Energy Institute of Louisiana, University of Louisiana, Lafayette, Louisiana.
Department of Chemical Engineering, University of Louisiana, Lafayette, Louisiana.
Water Environ Res. 2019 Sep;91(9):865-876. doi: 10.1002/wer.1127. Epub 2019 May 6.
The main objective of this study was to demonstrate a computational approach of global sensitivity analysis (GSA) integrated with functional principal component analysis (fPCA) for activated sludge models through aggregation of time-dependent model response patterns into time-independent coefficients of functional principal components (PCs). This proposed approach addresses the main issue of time-varying character of GSA indices when calculated solely on the time-dependent model outputs. The GSA-fPCA methodology was implemented using the rigorous model Activated Sludge Model No. 3 (ASM3) as case study. The approach transforms the time-dependent model outputs into functional PCs prior to calculation of GSA indices to remove the time-varying character of the calculated GSA indices. This work focused on the evaluation of the following key computational factors that may significantly influence the performance of the GSA-fPCA methodology: (a) model parameter sampling range, (b) model simulation period, (c) basis functions system, and (d) state of the system being modeled-batch or continuous activated sludge process. Results show that first few functional PCs capture up to 100% of the curve patterns in the time-dependent model outputs. The sensitivity indices calculated from the PC scores via Morris' GSA technique elucidated parameter sensitivity patterns inherent to the complex mathematical structure of ASM3. PRACTITIONER POINTS: Functional principal components-mediated GSA technique to remove time-varying character of sensitivity indices derived from time-dependent dynamical models. Technique amenable to improving efficiency of capturing response patterns into few functional principal components through various basis functions. Identifying priority parameters for ASM3 model calibration requires specification of target model outputs to which parameter sensitivities are calculated. GSA-fPCA offers a comprehensive numerical approach to manipulating models depending on the intended applications: simple fast-responding models to complex models.

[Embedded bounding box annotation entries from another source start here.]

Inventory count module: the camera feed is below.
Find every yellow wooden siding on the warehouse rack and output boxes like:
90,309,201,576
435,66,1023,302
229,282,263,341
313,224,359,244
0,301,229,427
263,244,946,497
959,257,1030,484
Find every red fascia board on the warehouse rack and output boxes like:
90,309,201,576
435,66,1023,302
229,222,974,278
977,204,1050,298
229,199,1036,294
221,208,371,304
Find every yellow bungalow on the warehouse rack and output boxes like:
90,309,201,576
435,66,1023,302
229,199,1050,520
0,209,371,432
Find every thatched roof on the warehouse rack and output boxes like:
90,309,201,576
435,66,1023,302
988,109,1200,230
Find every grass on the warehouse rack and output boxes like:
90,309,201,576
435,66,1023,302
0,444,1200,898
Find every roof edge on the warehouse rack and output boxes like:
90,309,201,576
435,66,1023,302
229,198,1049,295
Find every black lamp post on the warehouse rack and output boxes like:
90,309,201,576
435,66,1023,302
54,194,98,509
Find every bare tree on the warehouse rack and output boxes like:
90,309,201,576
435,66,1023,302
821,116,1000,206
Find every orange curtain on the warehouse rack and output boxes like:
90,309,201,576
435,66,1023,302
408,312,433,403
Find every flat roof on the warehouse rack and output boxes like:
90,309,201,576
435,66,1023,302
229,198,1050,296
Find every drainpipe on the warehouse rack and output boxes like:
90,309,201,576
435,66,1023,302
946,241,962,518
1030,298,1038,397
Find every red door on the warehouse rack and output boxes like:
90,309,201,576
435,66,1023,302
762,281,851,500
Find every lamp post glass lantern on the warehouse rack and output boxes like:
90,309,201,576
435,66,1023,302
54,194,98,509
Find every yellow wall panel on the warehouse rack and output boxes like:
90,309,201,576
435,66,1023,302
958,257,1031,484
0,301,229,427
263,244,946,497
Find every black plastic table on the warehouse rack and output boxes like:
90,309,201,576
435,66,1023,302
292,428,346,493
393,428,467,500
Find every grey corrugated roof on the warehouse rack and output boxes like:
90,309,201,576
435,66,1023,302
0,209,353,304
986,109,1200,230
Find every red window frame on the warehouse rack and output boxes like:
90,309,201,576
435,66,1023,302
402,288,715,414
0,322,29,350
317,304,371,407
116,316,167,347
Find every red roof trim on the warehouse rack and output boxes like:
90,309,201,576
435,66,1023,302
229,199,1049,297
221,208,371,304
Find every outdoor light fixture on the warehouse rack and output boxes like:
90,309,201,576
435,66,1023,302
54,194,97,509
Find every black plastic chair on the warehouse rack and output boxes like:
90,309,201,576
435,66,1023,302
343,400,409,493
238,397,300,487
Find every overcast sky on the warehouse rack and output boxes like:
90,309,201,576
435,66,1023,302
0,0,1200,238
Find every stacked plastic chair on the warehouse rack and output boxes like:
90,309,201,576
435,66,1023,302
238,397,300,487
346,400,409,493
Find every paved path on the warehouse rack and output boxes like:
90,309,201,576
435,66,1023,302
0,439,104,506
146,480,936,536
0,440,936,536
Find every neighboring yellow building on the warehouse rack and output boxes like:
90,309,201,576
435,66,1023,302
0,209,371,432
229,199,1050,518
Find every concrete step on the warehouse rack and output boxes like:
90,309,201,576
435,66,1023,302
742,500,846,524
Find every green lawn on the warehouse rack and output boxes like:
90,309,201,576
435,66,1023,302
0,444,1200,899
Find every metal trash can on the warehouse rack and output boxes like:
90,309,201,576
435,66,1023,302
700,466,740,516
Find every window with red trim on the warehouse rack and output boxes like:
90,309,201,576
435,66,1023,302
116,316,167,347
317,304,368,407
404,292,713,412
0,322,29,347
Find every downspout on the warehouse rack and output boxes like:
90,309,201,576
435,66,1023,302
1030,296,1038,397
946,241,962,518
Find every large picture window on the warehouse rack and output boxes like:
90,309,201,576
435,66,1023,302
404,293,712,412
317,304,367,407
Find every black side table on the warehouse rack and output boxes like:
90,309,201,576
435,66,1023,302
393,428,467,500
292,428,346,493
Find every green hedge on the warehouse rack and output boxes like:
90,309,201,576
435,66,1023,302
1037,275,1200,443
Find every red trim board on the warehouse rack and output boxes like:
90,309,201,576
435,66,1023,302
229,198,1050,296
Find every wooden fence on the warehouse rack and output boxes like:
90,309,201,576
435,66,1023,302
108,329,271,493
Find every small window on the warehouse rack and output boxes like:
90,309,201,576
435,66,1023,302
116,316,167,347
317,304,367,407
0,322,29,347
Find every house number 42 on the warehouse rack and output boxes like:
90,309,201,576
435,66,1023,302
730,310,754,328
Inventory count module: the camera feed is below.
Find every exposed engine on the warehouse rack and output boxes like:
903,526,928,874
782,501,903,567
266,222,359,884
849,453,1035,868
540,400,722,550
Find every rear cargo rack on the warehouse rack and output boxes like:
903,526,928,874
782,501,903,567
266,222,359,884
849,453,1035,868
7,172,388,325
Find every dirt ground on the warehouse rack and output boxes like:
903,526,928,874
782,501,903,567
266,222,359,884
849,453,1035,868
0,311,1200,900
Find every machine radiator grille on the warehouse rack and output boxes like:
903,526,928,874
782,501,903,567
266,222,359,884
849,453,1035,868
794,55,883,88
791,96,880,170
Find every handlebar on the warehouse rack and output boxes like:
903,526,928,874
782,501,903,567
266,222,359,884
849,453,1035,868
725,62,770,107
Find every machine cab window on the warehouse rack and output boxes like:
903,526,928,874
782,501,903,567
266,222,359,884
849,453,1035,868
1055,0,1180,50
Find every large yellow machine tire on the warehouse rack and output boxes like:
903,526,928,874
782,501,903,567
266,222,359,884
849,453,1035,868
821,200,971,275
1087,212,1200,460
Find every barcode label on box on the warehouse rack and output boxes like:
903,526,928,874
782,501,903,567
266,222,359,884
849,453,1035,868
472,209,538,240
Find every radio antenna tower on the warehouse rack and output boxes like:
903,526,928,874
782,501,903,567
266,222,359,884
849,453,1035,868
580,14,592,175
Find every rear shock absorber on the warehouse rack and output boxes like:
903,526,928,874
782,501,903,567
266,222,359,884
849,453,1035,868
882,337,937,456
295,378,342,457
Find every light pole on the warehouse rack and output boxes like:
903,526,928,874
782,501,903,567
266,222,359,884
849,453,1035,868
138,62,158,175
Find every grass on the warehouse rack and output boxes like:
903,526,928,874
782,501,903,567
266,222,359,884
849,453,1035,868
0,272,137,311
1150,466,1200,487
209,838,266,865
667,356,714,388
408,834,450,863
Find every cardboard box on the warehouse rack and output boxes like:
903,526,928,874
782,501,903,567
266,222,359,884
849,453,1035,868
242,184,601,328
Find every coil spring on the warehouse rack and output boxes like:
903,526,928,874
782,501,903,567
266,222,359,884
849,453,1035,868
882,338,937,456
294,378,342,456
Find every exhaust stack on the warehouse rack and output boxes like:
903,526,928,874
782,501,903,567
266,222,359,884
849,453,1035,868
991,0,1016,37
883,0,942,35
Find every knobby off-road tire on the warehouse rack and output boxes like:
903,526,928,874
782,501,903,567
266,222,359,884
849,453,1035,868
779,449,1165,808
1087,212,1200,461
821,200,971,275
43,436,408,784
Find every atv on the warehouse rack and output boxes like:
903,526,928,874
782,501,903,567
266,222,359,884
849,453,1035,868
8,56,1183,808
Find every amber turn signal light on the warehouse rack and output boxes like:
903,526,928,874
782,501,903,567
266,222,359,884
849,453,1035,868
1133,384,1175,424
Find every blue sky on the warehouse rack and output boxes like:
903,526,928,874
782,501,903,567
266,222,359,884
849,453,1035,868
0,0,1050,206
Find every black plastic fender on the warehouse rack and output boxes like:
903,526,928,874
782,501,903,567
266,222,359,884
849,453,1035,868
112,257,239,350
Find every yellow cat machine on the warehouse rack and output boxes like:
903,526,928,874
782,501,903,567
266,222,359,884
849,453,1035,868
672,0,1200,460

本研究的主要目的是展示一种将全局敏感性分析(GSA)与功能主成分分析(fPCA)相结合的计算方法,通过将时变模型响应模式聚集到时间独立的功能主成分(PC)系数中,对活性污泥模型进行分析。该方法解决了仅基于时变模型输出计算 GSA 指标时存在的主要问题。使用严格模型活性污泥模型 No.3(ASM3)作为案例研究,实现了 GSA-fPCA 方法。该方法在计算 GSA 指标之前,将时变模型输出转换为功能 PC,以去除计算的 GSA 指标的时变特征。本研究重点评估了可能显著影响 GSA-fPCA 方法性能的以下关键计算因素:(a)模型参数采样范围,(b)模型模拟周期,(c)基函数系统,以及(d)所建模系统的状态-间歇或连续活性污泥过程。结果表明,前几个功能 PC 捕获了时变模型输出中多达 100%的曲线模式。通过 Morris 的 GSA 技术从 PC 得分中计算出的敏感性指数阐明了 ASM3 复杂数学结构中固有的参数敏感性模式。实践者关注点:通过功能主成分介导的 GSA 技术去除从时变动态模型中得出的敏感性指数的时变特征。该技术可通过各种基函数来提高将响应模式捕获到少数几个功能主成分中的效率。要确定 ASM3 模型校准的优先级参数,需要指定要计算参数敏感性的目标模型输出。GSA-fPCA 提供了一种全面的数值方法来根据预期应用来操作模型:从简单快速响应模型到复杂模型。